O projeto do trem-bala, depois da conclusão do tramo Campinas – São Paulo – Rio, pode ser estendido. É esse o desejo de cidades como Curitiba e Belo Horizonte. O engenheiro Marcus Quintella lembra que é fundamental trabalhar com a questão da demanda e que o trem-bala só é viável para uma movimentação muito grande de passageiros. O professor do IME considera que o mais viável seria pensar em uma malha ferroviária nacional com trens de longa distância que operem na faixa de duzentos quilômetros por hora. 

Outro ponto em questão no projeto do trem-bala é a transferência de tecnologia. Para a indústria ferroviária nacional, é fundamental que esse aspecto seja contemplado pelo projeto. “Sem uma indústria forte, dificilmente teremos sucesso. Hoje, temos um fabricante de veículo leve sobre trilhos que está trabalhando no Ceará e em Pernambuco, mas ainda é em pequena escala”, aponta Quintella.

Trem para todos

No Brasil, alguns estudos mostram que o trem-bala pode ser inviável, principalmente em relação à questão da demanda, que deveria ser muito alta e com passagens custando aproximadamente a metade da ponte aérea Rio-São Paulo.

Na Argentina, um grupo chamado Tren para todos colocou análises na ponta do lápis e mostrou que o projeto de conexão entre Buenos Aires, Rosário e Córdoba não valia a pena – tanto que o governo de Cristina Kirchner recentemente arquivou a ideia. Jorge Contestí, especialista do setor ferroviário, constatou que, com dois bilhões de dólares a menos que o planejado para o trem-bala (US$ 5 bi), seria possível reativar 18 mil quilômetros de trilhos de trem convencional (sete mil para passageiros e onze mil exclusivamente para carga).

Com isso, dezenas de cidades poderiam ter as economias reativadas. É o caso de Patrícios, povoado mostrado no filme “La próxima estación”, de Fernando Solanas. Patrícios é um dos muitos casos – 800, para ser mais preciso – de cidades que passaram a ser povos-fantasmas depois do desmonte ferroviário promovido por Carlos Menem (1989-99). Hoje, apenas 600 pessoas moram no local, 10% do que se via na década de 90. Os outros 90%, a exemplo do que ocorreu em outros pontos, hoje engrossam os bolsões de pobreza das metrópoles. Na época das privatizações, a alegação menemista era de que os trens davam muitos gastos, um prejuízo de um milhão de pesos ao dia. Hoje, com apenas 20% da malha operando, o gasto é três vezes maior graças aos generosos subsídios. 

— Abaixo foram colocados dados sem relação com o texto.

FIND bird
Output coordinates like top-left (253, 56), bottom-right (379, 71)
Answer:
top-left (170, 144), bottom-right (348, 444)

Leonardo Rico, integrante do Tren para Todos, destaca que, com os trens convencionais, as passagens têm preços acessíveis a praticamente toda a população. No caso argentino, o preço do bilhete do TAV seria comparável ao do avião, ou seja, “no trem-bala, viajariam todos os jogadores do Palmeiras, meu time de coração, ao passo que no trem convencional viajaria toda a equipe mais a torcida. Construir o trem-bala é diretamente transferir recursos desde as maiorias para as multinacionais estrangeiras e manter um serviço subsidiado por todos para um grupo reduzido de executivos e turistas VIP que poderão escolher entre viajar de avião ou de trem-bala”, contesta Leonardo Rico.